The quest to feature as many MN Book Award nominees before the April 16 ceremony marches on! You can play along at home, and watch as a link to each author’s answers are added to this post
Jacqueline West has held a lot of jobs. She’s worked as a church soloist, Montessori preschool teacher, dinner theatre actress, voice instructor, arts writer, waitress, and high school English teacher. After all that, she finally found a job that suits her best, writing full time in Red Wing with her husband, her dog.
Besides being the author of The Shadows (The Books of Elsewhere, Vol. 1) which has been nominated for a MN Book Award for Young People’s Literature, she’s also the author of the poetry collection Cherma.
And now, onto the her answers to the six questions we always ask.
What book(s) are you currently reading?
I tend to read five or six books at a time, with bookmarked reading material scattered throughout the house so that I can fill every spare minute. Right now, I'm reading Donald Hall's Unpacking the Boxes (I think I love his memoirs even more than his poetry), Sorcery and Cecelia or The Enchanted Chocolate Pot by Patricia C. Wrede and Caroline Stevermer, Schulz and Peanuts: A Biography, by David Michaelis, and Gertrude Stein's The Autobiography of Alice B. Toklas, as well as finally getting started on Remembrance of Things Past.
Have you ever had a crush on a fictional character? Who?
I think my first fictional crush was Peter Pan. I could never understand why Wendy wanted to come back to reality when she could have gone on soaring around Neverland with him. Later, I went through a long Heathcliff/Wuthering Heights phase, when I was an adolescent and thought that doom was far more romantic than happiness. Mercutio always made my heart race a bit. So did Atticus Finch-although Gregory Peck's voice might be partially to blame for that one.
If your favorite author came to Minnesota, who would it be and what bar would you take him/her to?
If I were able to bring Kurt Vonnegut, J.D. Salinger, and Sylvia Plath back to life as well as to Minnesota, it might be especially appropriate to take them to Donnie Dirk's Zombie Den. Then I would probably do just what I've done when meeting other authors I admire: beam at them in mute adoration. But I would buy all of their Corpse Reviver cocktails (and in Kurt's case, a whole carton of Pall Malls) if they would just let me sit at the edge of their booth and listen to the three of them talk.

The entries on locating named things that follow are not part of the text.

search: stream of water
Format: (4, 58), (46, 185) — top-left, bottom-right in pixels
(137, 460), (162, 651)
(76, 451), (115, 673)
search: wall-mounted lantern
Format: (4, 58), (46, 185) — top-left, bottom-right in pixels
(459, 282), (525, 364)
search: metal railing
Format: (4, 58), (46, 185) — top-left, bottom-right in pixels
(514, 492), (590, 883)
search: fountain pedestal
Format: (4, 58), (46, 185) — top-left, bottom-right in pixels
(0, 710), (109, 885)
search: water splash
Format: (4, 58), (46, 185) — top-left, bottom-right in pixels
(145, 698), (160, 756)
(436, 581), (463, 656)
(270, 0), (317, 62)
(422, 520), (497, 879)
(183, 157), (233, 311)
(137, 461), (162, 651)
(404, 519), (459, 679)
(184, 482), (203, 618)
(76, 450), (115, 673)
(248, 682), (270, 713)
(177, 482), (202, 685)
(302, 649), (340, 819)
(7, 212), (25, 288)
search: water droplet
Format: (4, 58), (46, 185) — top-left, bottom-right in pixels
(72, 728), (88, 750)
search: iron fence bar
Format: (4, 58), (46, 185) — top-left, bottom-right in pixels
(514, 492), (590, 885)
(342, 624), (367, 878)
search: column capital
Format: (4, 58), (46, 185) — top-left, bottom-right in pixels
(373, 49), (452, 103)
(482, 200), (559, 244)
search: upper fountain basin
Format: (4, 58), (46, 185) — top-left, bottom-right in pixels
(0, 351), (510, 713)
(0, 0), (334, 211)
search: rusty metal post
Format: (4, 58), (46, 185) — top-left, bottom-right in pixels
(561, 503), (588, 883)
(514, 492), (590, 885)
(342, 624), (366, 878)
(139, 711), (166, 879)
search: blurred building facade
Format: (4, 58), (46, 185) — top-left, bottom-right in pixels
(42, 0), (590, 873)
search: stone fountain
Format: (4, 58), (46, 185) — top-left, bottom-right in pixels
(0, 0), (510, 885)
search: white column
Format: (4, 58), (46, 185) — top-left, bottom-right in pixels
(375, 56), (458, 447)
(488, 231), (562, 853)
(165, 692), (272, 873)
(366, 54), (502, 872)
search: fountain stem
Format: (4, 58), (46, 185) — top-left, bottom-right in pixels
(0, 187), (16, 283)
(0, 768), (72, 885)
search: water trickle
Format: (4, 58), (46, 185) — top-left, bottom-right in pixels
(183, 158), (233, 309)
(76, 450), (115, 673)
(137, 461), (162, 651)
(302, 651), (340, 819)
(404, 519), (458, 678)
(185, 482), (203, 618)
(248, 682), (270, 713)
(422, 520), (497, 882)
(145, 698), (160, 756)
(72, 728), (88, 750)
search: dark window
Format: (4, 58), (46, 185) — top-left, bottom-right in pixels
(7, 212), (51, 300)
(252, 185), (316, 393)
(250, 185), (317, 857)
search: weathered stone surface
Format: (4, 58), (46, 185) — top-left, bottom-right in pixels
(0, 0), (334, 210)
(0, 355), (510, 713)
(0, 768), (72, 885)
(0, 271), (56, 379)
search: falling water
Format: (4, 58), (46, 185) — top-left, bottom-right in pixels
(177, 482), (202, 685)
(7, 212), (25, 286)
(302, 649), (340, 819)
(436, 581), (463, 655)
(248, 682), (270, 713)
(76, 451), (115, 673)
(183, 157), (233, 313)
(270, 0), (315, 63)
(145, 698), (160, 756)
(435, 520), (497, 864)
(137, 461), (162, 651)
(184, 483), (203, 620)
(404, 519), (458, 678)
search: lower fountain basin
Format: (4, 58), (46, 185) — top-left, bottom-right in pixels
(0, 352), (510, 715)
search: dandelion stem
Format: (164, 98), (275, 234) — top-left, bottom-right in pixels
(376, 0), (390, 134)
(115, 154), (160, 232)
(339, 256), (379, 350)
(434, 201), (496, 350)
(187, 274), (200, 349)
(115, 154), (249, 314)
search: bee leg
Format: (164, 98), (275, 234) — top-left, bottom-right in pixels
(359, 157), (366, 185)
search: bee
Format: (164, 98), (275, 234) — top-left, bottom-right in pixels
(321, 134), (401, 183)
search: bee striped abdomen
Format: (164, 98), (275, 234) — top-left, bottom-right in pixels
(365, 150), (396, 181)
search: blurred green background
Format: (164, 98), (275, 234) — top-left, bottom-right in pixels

What was your first favorite book?
Little Women was the first novel I read on my own. I was six, and I think I picked it off of the living room shelf just because it was so dauntingly thick. Our copy came from a garage sale; '25?' was written in black marker on its cover, and it was bound in worn red cloth, which eventually bore a discolored pink streak where my piano teacher's basset hound dragged its jowls across the book while trying to direct my attention away from the story and back to the ear-scratching. I read that copy of Little Women again and again. Sometimes I would get to the final page and turn straight back to the beginning. I reread it until we had to repair the binding with electrical tape, and all its corners felt like velvet.
Let’s say Fahrenheit 451 comes to life, which book would you become in order to save it from annihilation?
It might be easiest for me to pick something like Jane Eyre (which I already have half-memorized, thanks to that Victorian-obsessed adolescence), but if I had to embody one book in a Fahrenheit 451 sort of world, I would probably choose Vonnegut's The Sirens of Titan.
What is one book you haven’t read but want to read before you die?
One? I'm currently plodding my way through that “1,001 Books to Read before You Die” list, because I'm a sucker for lists of all kinds. If I had to pick just one, now that I've started it, I would really like to finish Remembrance of Things Past. I'm on page 18. Just 2,000 pages to go.